Re: [PATCH 32/32] [RFC] fsinfo: Add a system call to allow querying of filesystem information [ver #8]

From: Arnd Bergmann
Date: Mon Jun 04 2018 - 12:00:35 EST


On Mon, Jun 4, 2018 at 5:01 PM, David Howells <dhowells@xxxxxxxxxx> wrote:
> Arnd Bergmann <arnd@xxxxxxxx> wrote:
>
>> ntfs has sb->s_time_gran=100, and vfat should really have
>> sb->s_time_gran=2000000000 but that doesn't seem to be set right
>> at the moment.
>
> (V)FAT actually has a different granularity on each timestamp.

Ah, right. I guess I missed the fact that the file system can override it,
so FAT doesn't actually have to do it this way.

>> > +struct fsinfo_capabilities {
>> > + __u64 supported_stx_attributes; /* What statx::stx_attributes are supported */
>> > + __u32 supported_stx_mask; /* What statx::stx_mask bits are supported */
>> > + __u32 supported_ioc_flags; /* What FS_IOC_* flags are supported */
>> > + __u8 capabilities[(fsinfo_cap__nr + 7) / 8];
>> > +};
>>
>> This looks a bit odd: with the 44 capabilities, you end up having a six-byte
>> array followed by two bytes of implicit padding. If the number of
>> capabilities grows beyond 64, you have a nine byte array with more padding
>> to the next alignof(__u64). Is that intentional?
>
> I've split the capabilities out into their own thing. I've attached the
> revised patch below.

I'm still not completely clear on how variable-length structures are supposed to
be handled by the fsinfo syscall. It seems like a possible source of
bugs to return
a structure from the kernel that has a different size in kernel and user space
depending on the fsinfo_cap__nr value at compile time. How does one
e.g. guarantee there is no out of bounds access when you run new user space on
an older kernel that has a smaller structure?

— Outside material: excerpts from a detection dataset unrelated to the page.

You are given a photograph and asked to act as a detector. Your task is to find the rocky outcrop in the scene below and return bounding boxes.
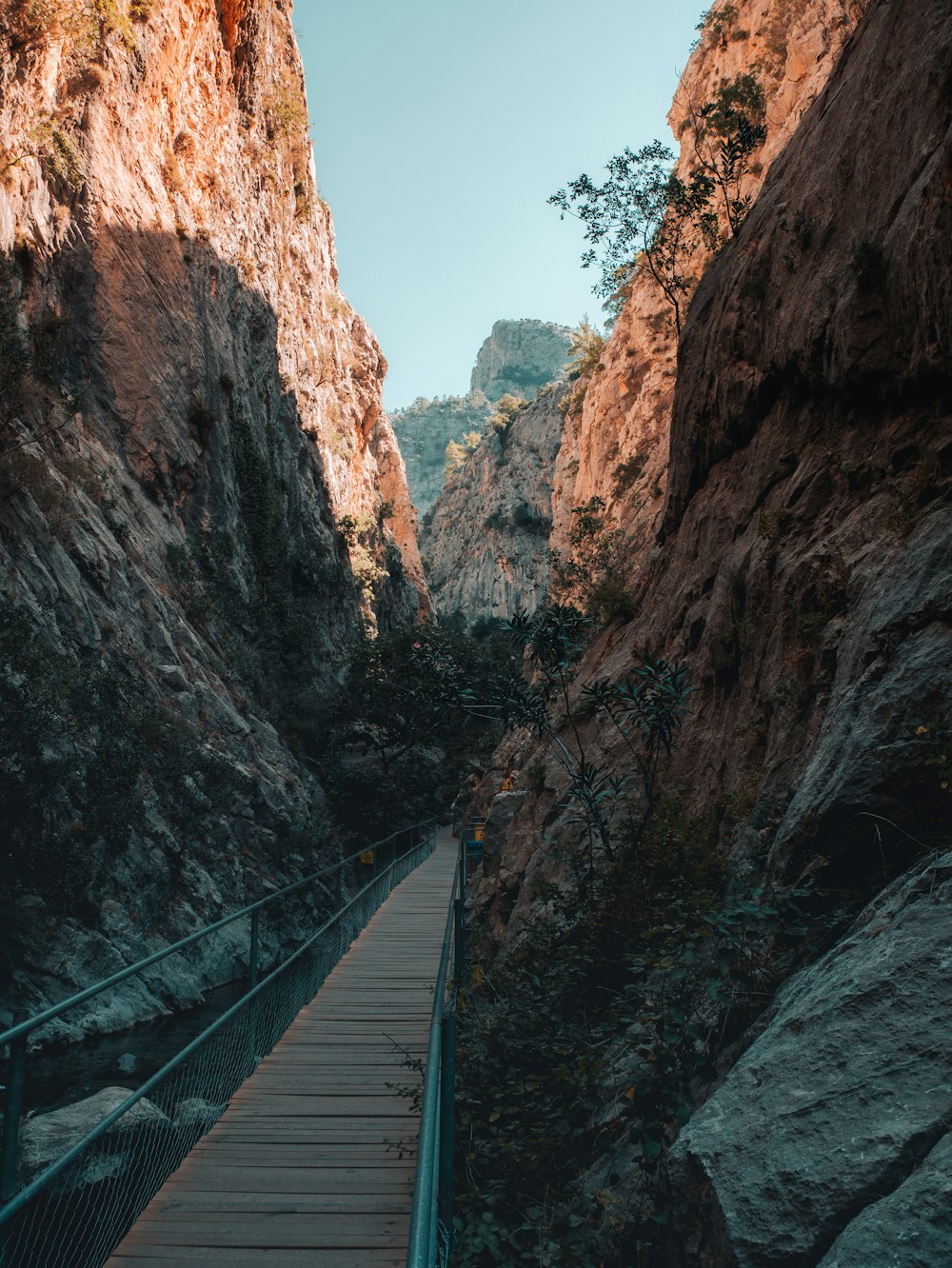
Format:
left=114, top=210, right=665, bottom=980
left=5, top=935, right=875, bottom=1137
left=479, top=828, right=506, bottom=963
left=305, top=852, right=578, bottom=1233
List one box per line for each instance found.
left=0, top=0, right=422, bottom=1027
left=420, top=385, right=565, bottom=623
left=390, top=390, right=492, bottom=515
left=473, top=3, right=952, bottom=1268
left=18, top=1088, right=172, bottom=1188
left=469, top=317, right=572, bottom=401
left=672, top=855, right=952, bottom=1268
left=551, top=0, right=868, bottom=565
left=474, top=5, right=952, bottom=933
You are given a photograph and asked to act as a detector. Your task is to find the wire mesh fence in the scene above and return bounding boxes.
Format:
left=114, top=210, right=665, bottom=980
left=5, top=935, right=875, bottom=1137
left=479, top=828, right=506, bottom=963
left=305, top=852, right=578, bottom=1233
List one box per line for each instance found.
left=0, top=829, right=435, bottom=1268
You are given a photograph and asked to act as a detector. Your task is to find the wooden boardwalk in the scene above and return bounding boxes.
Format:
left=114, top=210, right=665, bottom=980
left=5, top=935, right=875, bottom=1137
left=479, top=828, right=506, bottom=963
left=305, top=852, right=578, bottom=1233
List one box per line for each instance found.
left=109, top=829, right=456, bottom=1268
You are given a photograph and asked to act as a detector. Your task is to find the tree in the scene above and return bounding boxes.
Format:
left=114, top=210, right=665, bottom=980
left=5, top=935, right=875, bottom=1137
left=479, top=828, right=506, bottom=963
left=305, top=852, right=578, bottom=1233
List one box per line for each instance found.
left=689, top=73, right=767, bottom=238
left=550, top=497, right=632, bottom=625
left=549, top=73, right=767, bottom=335
left=549, top=141, right=712, bottom=333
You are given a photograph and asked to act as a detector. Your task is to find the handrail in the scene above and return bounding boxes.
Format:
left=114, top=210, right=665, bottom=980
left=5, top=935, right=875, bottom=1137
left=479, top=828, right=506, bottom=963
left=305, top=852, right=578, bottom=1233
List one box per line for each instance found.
left=0, top=817, right=437, bottom=1225
left=0, top=821, right=433, bottom=1226
left=0, top=817, right=436, bottom=1047
left=407, top=834, right=466, bottom=1268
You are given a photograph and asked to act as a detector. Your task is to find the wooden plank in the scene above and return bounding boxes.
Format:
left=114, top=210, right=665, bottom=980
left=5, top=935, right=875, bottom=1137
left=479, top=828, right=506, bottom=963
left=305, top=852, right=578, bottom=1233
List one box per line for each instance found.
left=109, top=833, right=456, bottom=1268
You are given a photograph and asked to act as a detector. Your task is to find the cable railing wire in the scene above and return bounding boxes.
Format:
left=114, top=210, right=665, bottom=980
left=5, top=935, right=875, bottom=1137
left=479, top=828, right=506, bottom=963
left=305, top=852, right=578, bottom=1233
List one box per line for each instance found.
left=407, top=829, right=466, bottom=1268
left=0, top=821, right=436, bottom=1268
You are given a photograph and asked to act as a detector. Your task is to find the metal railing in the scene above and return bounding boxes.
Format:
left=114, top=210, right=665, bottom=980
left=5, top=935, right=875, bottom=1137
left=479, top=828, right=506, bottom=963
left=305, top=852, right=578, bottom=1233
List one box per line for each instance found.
left=407, top=832, right=467, bottom=1268
left=0, top=819, right=436, bottom=1268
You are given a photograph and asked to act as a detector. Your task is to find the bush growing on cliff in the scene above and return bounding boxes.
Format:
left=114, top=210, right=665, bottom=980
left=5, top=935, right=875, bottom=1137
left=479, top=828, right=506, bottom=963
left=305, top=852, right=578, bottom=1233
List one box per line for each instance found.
left=549, top=141, right=711, bottom=332
left=455, top=805, right=829, bottom=1268
left=559, top=317, right=605, bottom=415
left=306, top=622, right=508, bottom=840
left=549, top=73, right=765, bottom=335
left=550, top=497, right=635, bottom=625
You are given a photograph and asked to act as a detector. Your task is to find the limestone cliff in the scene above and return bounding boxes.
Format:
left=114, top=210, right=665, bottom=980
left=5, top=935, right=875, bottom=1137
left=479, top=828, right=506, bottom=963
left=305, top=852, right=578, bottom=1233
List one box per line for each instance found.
left=420, top=383, right=565, bottom=623
left=390, top=392, right=492, bottom=516
left=469, top=318, right=572, bottom=401
left=475, top=0, right=952, bottom=1268
left=0, top=0, right=422, bottom=1024
left=391, top=317, right=572, bottom=515
left=551, top=0, right=868, bottom=559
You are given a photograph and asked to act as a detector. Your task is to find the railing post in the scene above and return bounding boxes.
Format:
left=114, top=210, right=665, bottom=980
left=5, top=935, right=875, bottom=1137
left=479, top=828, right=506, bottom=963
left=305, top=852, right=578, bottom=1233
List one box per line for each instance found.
left=248, top=908, right=261, bottom=990
left=452, top=857, right=466, bottom=989
left=437, top=1012, right=456, bottom=1252
left=0, top=1009, right=27, bottom=1203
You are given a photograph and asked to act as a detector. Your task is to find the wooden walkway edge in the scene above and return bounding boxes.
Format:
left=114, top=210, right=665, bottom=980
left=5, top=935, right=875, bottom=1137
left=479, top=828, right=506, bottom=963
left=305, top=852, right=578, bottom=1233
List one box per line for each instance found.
left=108, top=829, right=456, bottom=1268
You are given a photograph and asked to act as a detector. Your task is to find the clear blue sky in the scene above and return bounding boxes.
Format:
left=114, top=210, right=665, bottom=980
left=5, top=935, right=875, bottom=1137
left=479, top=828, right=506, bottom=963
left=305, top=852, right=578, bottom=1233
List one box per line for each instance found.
left=294, top=0, right=704, bottom=408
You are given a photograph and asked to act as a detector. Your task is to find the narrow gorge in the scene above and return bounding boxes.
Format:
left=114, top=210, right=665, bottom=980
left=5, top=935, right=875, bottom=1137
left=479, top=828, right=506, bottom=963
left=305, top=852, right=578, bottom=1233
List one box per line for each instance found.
left=0, top=0, right=952, bottom=1268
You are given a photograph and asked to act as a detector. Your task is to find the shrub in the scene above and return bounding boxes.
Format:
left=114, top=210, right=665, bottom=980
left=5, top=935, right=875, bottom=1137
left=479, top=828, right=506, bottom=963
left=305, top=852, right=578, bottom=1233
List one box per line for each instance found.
left=551, top=497, right=634, bottom=624
left=850, top=238, right=886, bottom=297
left=265, top=72, right=308, bottom=137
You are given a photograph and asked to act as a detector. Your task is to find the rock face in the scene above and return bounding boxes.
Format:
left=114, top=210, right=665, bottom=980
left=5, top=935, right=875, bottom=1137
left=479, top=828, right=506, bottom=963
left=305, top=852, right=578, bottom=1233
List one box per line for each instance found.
left=474, top=0, right=952, bottom=1268
left=390, top=390, right=492, bottom=515
left=471, top=5, right=952, bottom=938
left=19, top=1088, right=171, bottom=1185
left=0, top=0, right=422, bottom=1027
left=551, top=0, right=868, bottom=561
left=420, top=385, right=565, bottom=623
left=672, top=855, right=952, bottom=1268
left=469, top=317, right=572, bottom=401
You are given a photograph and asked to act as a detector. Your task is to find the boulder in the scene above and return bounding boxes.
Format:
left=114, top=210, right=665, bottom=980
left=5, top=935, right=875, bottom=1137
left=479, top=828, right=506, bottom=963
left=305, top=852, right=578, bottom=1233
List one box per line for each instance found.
left=672, top=853, right=952, bottom=1268
left=19, top=1088, right=171, bottom=1184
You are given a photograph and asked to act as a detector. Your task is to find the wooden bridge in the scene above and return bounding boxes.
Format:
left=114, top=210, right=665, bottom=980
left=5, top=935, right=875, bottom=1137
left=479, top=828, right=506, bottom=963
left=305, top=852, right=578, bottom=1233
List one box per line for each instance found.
left=109, top=829, right=458, bottom=1268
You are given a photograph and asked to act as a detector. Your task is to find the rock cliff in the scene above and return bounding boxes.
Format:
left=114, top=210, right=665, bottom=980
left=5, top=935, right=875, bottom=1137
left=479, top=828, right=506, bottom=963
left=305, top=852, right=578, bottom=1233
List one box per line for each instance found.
left=0, top=0, right=422, bottom=1024
left=390, top=390, right=492, bottom=516
left=469, top=318, right=572, bottom=401
left=551, top=0, right=868, bottom=559
left=464, top=0, right=952, bottom=1268
left=420, top=383, right=565, bottom=623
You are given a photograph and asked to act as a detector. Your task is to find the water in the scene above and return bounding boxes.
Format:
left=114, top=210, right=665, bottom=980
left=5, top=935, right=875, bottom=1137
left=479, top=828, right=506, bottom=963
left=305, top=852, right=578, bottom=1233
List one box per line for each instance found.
left=0, top=981, right=248, bottom=1113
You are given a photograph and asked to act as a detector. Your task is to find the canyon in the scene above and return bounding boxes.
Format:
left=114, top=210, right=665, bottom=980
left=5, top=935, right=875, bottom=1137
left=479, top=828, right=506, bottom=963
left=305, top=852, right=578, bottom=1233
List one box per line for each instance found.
left=0, top=0, right=427, bottom=1028
left=0, top=0, right=952, bottom=1268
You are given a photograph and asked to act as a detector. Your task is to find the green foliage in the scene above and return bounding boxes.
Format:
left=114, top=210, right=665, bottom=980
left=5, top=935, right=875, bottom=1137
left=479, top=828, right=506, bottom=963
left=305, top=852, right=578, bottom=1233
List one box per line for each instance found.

>> > +struct fsinfo_timestamp_info {
>> > + __s64 minimum_timestamp; /* Minimum timestamp value in seconds */
>> > + __s64 maximum_timestamp; /* Maximum timestamp value in seconds */
>> > + __u16 atime_gran_mantissa; /* Granularity(secs) = mant * 10^exp */
>> > + __u16 btime_gran_mantissa;
>> > + __u16 ctime_gran_mantissa;
>> > + __u16 mtime_gran_mantissa;
>> > + __s8 atime_gran_exponent;
>> > + __s8 btime_gran_exponent;
>> > + __s8 ctime_gran_exponent;
>> > + __s8 mtime_gran_exponent;
>> > +};
>>
>> This structure has a slightly inconsistent amount of padding at the end:
>> on x86-32 it has no padding, everywhere else it has 32 bits of padding
>> to make it 64-bit aligned. Maybe add a __u32 reserved field?
>
> It occurs to me that the min and max may be different for each timestamp.
> Maybe I should have:
>
> struct fsinfo_timestamp_info {
> char name[7 + 1];
> __s64 minimum_timestamp;
> __s64 maximum_timestamp;
> __u16 granularity_mantissa;
> __s8 granularity_exponent;
> __u8 __reserved[5];
> };
>

I don't particularly like having a string in there, that seems to add
unnecessary complexity compared to using an integer. Having four
min/max values would make it more generic but I don't think we have
a need for that at the moment with any of the file systems we support.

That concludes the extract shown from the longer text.